NEED FOR $PEED MO$T W@NTED Blackbox
























Need for Speed: Most Wanted takes on the gameplay style of the first Most Wanted title in the Need for Speed franchise. Most Wanted allows players to select one car and compete against other racers in three types of events: Sprint races, which involves traveling from one point of the city to another, Circuit races, each having two or three laps total and Speed runs, which involve traversing through a course in the highest average speed possible. There is also the Ambush races, which start with the player surrounded by cops and tasked to evade their pursuit as quickly as possible. Cops are integrated into certain racing sessions, in which the police deploy vehicles and tactics to stop the player's car and arrest the player, like the original Most Wanted. At each event there are two upgrades that can be unlocked for the current car, one of them is unlocked for players who manage to finish at least in second while the other is only obtained by winning. The game features a Blacklist (also known as The Most Wanted List) of 10 racers, similar to the single-player section of the original Most Wanted, which featured 15 Blacklist racers. As the Most Wanted racers are defeated, their cars are added to the player's roster. In this reiteration, the focus shifts from Rockport, the city in the original, to a new city called Fairhaven.
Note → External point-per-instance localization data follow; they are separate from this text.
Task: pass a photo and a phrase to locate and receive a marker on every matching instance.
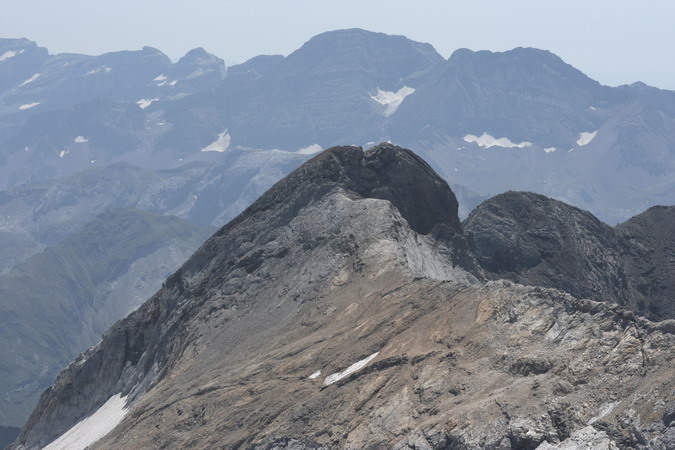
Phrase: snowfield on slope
(91, 429)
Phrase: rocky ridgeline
(532, 239)
(348, 307)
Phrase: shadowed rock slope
(343, 309)
(532, 239)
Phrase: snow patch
(145, 102)
(349, 370)
(30, 80)
(392, 100)
(585, 138)
(91, 429)
(219, 145)
(105, 69)
(10, 54)
(310, 150)
(29, 105)
(488, 141)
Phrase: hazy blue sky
(613, 41)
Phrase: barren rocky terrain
(348, 308)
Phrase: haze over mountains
(348, 308)
(133, 132)
(481, 118)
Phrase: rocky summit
(348, 307)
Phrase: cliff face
(345, 308)
(532, 239)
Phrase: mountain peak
(384, 172)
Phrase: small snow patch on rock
(310, 150)
(487, 141)
(145, 102)
(104, 69)
(30, 80)
(349, 370)
(10, 54)
(91, 429)
(29, 105)
(585, 138)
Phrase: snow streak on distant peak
(91, 429)
(219, 145)
(29, 105)
(488, 141)
(310, 150)
(105, 69)
(10, 54)
(349, 370)
(392, 100)
(145, 102)
(585, 138)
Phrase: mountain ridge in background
(345, 307)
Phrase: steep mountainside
(345, 309)
(532, 239)
(58, 302)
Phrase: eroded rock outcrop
(344, 309)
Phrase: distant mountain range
(521, 119)
(348, 307)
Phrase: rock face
(59, 302)
(344, 308)
(532, 239)
(649, 257)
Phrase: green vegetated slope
(58, 302)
Most Wanted has been likened to the Burnout series. Destructible billboards and fences; and drive-through repair garages, all of which originated from Paradise, are also featured.
The game uses Autolog, the competition-between-friends system developed by Criterion for Need for Speed: Hot Pursuit, and since used in other titles in the Need for Speed series. Autolog in Most Wanted plays a larger role and gives more information to players. Activities in-game allow players to earn Speed Points which can boost players up on the Most Wanted list. Autolog recommendations have now been integrated into the game world, rather than sit externally on the menu system. Most Wanted features a new social system called Cloudcompete, which strings together Most Wanted across all platforms in an inspired example of cross-compatibility. One profile is used for all versions of the game, allowing the player to rank up on one format and continue progress on another.[16][17]
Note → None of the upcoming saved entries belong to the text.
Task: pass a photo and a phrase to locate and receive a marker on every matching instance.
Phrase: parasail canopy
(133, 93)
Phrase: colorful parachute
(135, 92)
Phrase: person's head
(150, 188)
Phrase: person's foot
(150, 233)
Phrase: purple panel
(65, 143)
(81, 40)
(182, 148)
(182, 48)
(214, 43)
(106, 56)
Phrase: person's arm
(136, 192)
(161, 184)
The driving model of the game has been described as "deep, physical and fun", not as arcade-styled as the Burnout series and Hot Pursuit, but far from a simulator. Most Wanted has a range of real-world vehicles, a mix of muscle cars, street racers and exotics, described as "the wildest selection of cars yet". The cars can be altered with visual and performance upgrades, such as paint colors, reinflatable tyres, suspensions, engine, nitrous oxide, and body work that enables players to crash through roadblocks. A feature called EasyDrive enables players to customise their vehicles while in action. For the first time in Need for Speed history, all of the cars are available from the start, hidden in different locations throughout Fairhaven; the player has to discover them in order to unlock them.
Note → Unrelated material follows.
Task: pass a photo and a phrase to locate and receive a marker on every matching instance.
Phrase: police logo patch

Need for Speed: Most Wanted - Black Box Need for Speed: Most Wanted - Black Box Need for Speed: Most Wanted - Black Box Need for Speed: Most Wanted - Black Box


Need for Speed UnderCover Highly Compressed



Need for Speed: Undercover is the 12th installment of the popular racing video game series Need for Speed, developed by EA Black Box and published by Electronic Arts (EA). It was released on Microsoft Windows, Nintendo DS,[3] PlayStation 2, PlayStation 3, PlayStation Portable, Xbox 360 and Wii platforms in November 2008.[4][5][6] According to EA, the game has sold over 5.2 million copies on all 8 platforms combined.[7] Need for Speed: Undercover is also the very last Need for Speed game to be released for a sixth-generation gaming console (in this case, the PlayStation 2). Undercover is the last of the second era of Need for Speed games, although it is the first game in the series to use the current logo and typeface.